Richard, my physio, during one of our sessions noticed a distinct tremor in my left arm and suggested I make an appointment to see my GP who subsequently referred me to a neurologist as he believed I was displaying all the signs of having PD.

On seeing the neurologist, or rather him seeing me, he informed, I had PD. My initial reaction was one of denial, PD is an old person’s disease, I'm not old so it can’t be true. Unfortunately following further tests, functional MR brain scan, the diagnosis remained true, the original diagnosis confirmed.

And so started a new and unexpected journey of discovery. At this point I believe it appropriate to share a little more of my professional background.
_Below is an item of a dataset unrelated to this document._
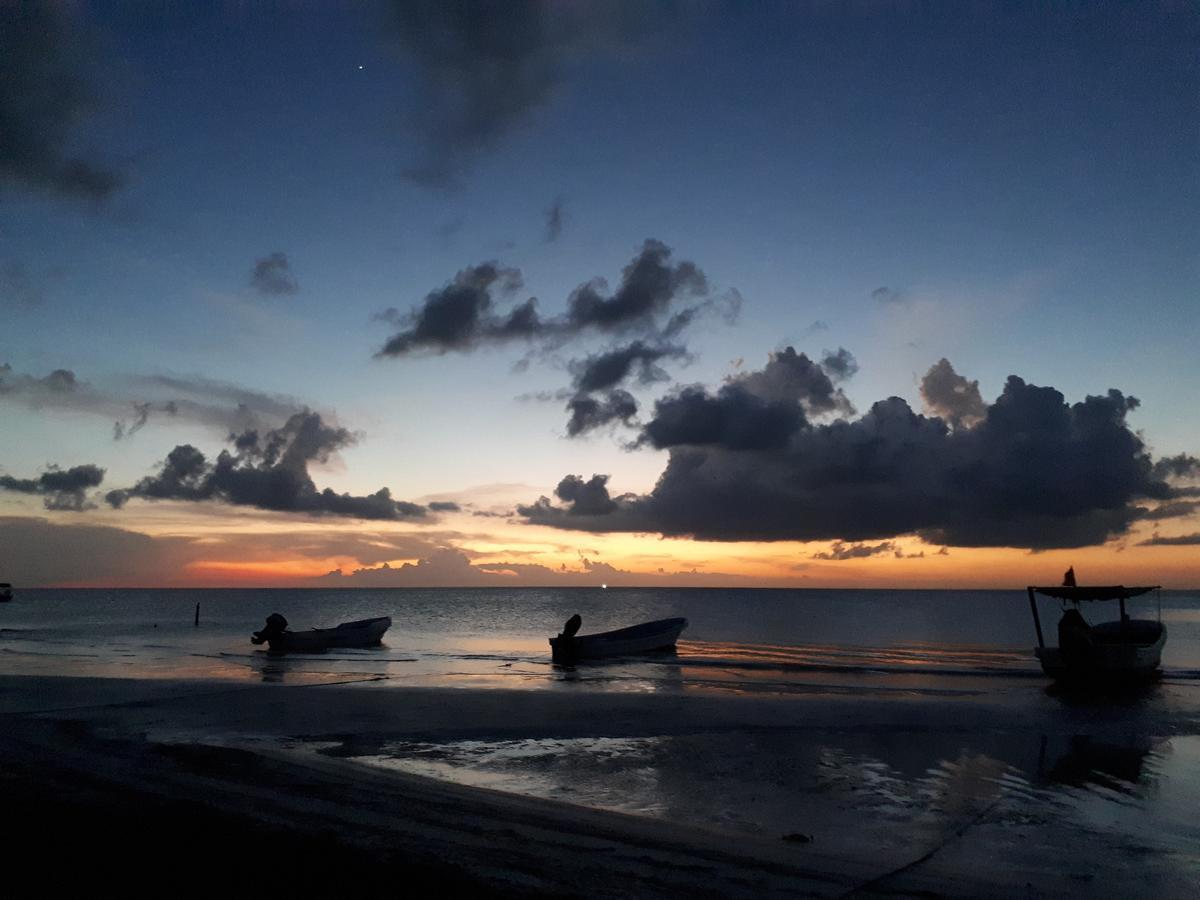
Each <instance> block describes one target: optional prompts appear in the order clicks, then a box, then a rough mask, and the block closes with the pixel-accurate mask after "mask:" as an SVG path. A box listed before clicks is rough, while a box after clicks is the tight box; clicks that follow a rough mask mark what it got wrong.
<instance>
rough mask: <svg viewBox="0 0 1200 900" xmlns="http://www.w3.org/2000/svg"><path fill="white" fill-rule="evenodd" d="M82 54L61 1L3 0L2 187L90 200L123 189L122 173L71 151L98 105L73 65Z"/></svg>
mask: <svg viewBox="0 0 1200 900" xmlns="http://www.w3.org/2000/svg"><path fill="white" fill-rule="evenodd" d="M84 56H85V54H84V53H83V50H82V47H80V42H79V40H78V36H77V35H76V34H73V31H72V29H71V26H70V23H68V22H67V17H66V12H65V7H62V6H61V5H58V4H48V2H32V4H2V5H0V186H4V185H16V186H18V187H23V188H26V190H37V191H47V192H50V193H54V194H58V196H60V197H66V198H70V199H77V200H90V202H100V200H104V199H107V198H108V197H110V196H112V194H113V193H114V192H115V191H116V188H118V187H120V185H121V182H122V178H121V175H120V174H119V173H116V172H115V170H114V169H112V168H109V167H107V166H104V164H103V163H101V162H97V161H96V160H92V158H89V157H88V156H85V155H84V154H80V152H77V151H76V150H74V144H76V137H77V136H76V126H77V124H78V122H79V121H80V120H82V119H83V118H84V116H85V114H86V113H89V112H91V110H92V108H94V107H95V106H96V97H95V96H94V95H92V92H91V90H90V89H89V88H88V83H86V80H85V79H84V77H83V76H82V74H80V72H78V71H77V67H76V61H77V60H79V59H83V58H84Z"/></svg>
I worked in the Health Tech industry, in diagnostic imaging for 35 years, for a global corporation, enjoying a career that took me to many countries and various levels of the organisation. By nature, I am ‘stubbornly Independent’, denial remained.

My GP arranged for me to meet with Nikki Evans the Parkinson's nurse at Horsham Hospital and physiotherapy, also at Horsham Hospital. On a side note, I have found the physiotherapy and suggested exercise regime to be hugely beneficial.

Back to Nikki, on meeting Nikki, she explained her role in the treatment pathway and introduced me to the Horsham PD group and WAG (Working Age Group not the Wives and Girlfriends of the football Premium League).


Nikki suggested I would benefit from joining the WAG group, as they are of a similar age and have knowledge and experience that would ensure I would not be alone in my journey of discovery. Of course, being stubbornly independent I initially chose not to join, after all what could WAG provide that my wife and two sons could not.

I am almost three years into the journey, inevitably the disease has progressed and whilst Penny my wife and Olly and Sam my sons, have been a tremendous support and continue to be so, there are many things that can only be shared by someone who also lives with PD on a daily basis, such as Horsham’s WAG group.

In joining the WAG group for the first time, not only did I find a group of like-minded engaging people, but friendly and willing to address questions I had in an open and honest manner, nothing was too much trouble.

The meeting was in the Black Jug pub in Horsham, so a very sociable group, who have built a comprehensive itinerary of activities, which I can equally engage in.

My initial position of not needing to join the PD WAG group, I find to be wrong, I have already benefited, I am certain I will continue to do so.